Murder Hornets: ok boomer
Can we stop screwing around and make Pringles cans big enough to fit an entire hand? We have the technology
That’s a nice piñata you have there… it would be a real shame if something weren’t to happen to it.
i feel like nothing is gonna happen to twitter idk i just always felt like this app would be here surviving at the end of the world like a cockroach
Unpopular Star Wars theory:
R2-D2 actually speaks English throughout the franchise, but all we hear is beeps because he won’t stop cussing
Me: Wake up
5-year-old:
Me: We’re late
5:
Me: The house is on fire
5:
Me: Your sister touched your stuff
5: *barrel rolls out of bed*
[Olive Garden]
PATRON: there are so many types of pasta
WAITER: [required to say this] yes…*clenches teeth* the pastabilities are endless
[first day in prison]
me: I was told to join the meanest, most violent group in here so I was wondering if you guys had a spot open
guard: what
Can’t.

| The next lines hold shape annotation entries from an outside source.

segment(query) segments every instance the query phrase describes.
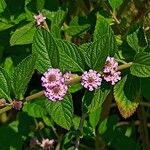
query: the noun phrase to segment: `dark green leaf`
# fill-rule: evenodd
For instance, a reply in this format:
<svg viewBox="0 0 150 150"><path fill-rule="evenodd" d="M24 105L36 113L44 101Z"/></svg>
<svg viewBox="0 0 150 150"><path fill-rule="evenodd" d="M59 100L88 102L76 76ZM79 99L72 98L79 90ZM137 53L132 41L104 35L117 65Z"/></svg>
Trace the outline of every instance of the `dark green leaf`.
<svg viewBox="0 0 150 150"><path fill-rule="evenodd" d="M6 4L5 0L1 0L0 1L0 13L2 13L6 7L7 7L7 4Z"/></svg>
<svg viewBox="0 0 150 150"><path fill-rule="evenodd" d="M13 46L32 43L35 30L36 28L32 22L22 26L11 36L10 45Z"/></svg>
<svg viewBox="0 0 150 150"><path fill-rule="evenodd" d="M40 72L45 72L50 67L58 67L59 52L53 37L44 29L38 29L33 39L33 54L38 55L36 68Z"/></svg>
<svg viewBox="0 0 150 150"><path fill-rule="evenodd" d="M35 99L33 102L26 103L24 104L23 111L26 112L29 116L43 118L47 114L45 101L47 101L47 99L44 97Z"/></svg>
<svg viewBox="0 0 150 150"><path fill-rule="evenodd" d="M71 96L65 96L62 101L48 101L46 108L52 119L61 127L70 129L73 119L73 104Z"/></svg>
<svg viewBox="0 0 150 150"><path fill-rule="evenodd" d="M130 70L134 76L150 77L150 54L146 52L138 53Z"/></svg>
<svg viewBox="0 0 150 150"><path fill-rule="evenodd" d="M108 0L108 2L114 11L123 3L123 0Z"/></svg>
<svg viewBox="0 0 150 150"><path fill-rule="evenodd" d="M130 117L137 109L140 100L140 80L126 75L114 86L114 97L121 115Z"/></svg>
<svg viewBox="0 0 150 150"><path fill-rule="evenodd" d="M16 98L21 99L35 69L36 56L30 55L15 68L13 87Z"/></svg>
<svg viewBox="0 0 150 150"><path fill-rule="evenodd" d="M101 41L101 47L99 47L99 49L102 48L103 50L99 50L100 52L105 53L105 51L109 51L109 55L114 56L115 52L117 51L114 32L108 21L103 16L97 15L93 39L94 42Z"/></svg>
<svg viewBox="0 0 150 150"><path fill-rule="evenodd" d="M129 34L127 36L127 42L136 52L144 51L147 46L146 38L142 29L137 29L135 32Z"/></svg>
<svg viewBox="0 0 150 150"><path fill-rule="evenodd" d="M8 22L0 22L0 31L4 31L6 29L9 29L13 26L13 24Z"/></svg>
<svg viewBox="0 0 150 150"><path fill-rule="evenodd" d="M60 66L65 70L84 71L84 57L80 49L72 43L57 40L60 53Z"/></svg>
<svg viewBox="0 0 150 150"><path fill-rule="evenodd" d="M0 68L0 81L0 98L5 98L10 101L11 81L3 68Z"/></svg>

Trying to decide between hiding the presents in the dishwasher or the washer/dryer since I’m the only one in this damn house who uses them.
Mario has killed more turtles than straws have but we don’t ban him.
[movie studio in the 2010s]
“This script stars The Rock as-”
Studio: WE’LL MAKE IT
it’s only a faux pas if it’s from the faux pas region of france, otherwise it’s just a sparkling oops
I take the Benadryl to fight the allergies.
I take the coffee to fight the Benadryl.
I take the whiskey to fight the coffee.
I pet the cat because the whiskey makes me forgetful.
The cat gives me the allergies…
♾
Stop letting your dogs piss on fire hydrants. Some of us use those for parkour.
I have been revising my financial goals for 2023, and I think I am going to start saving up to buy a boat. A gravy boat
Working at a cheap mall store as a teen: “You may only carry a small clear bag that will be checked by security daily.”
Working at a bank: “Cool duffle bag!”
Packing in my 20s: Toothbrush and bikini
Packing in my 30s: Those things plus a swim suit cover up, 3 face creams, hair products to cover up postpartum hair loss, spanks, sensible shoes, and denture cream.
My wheelchair keeps making a screaming noise when I run over people.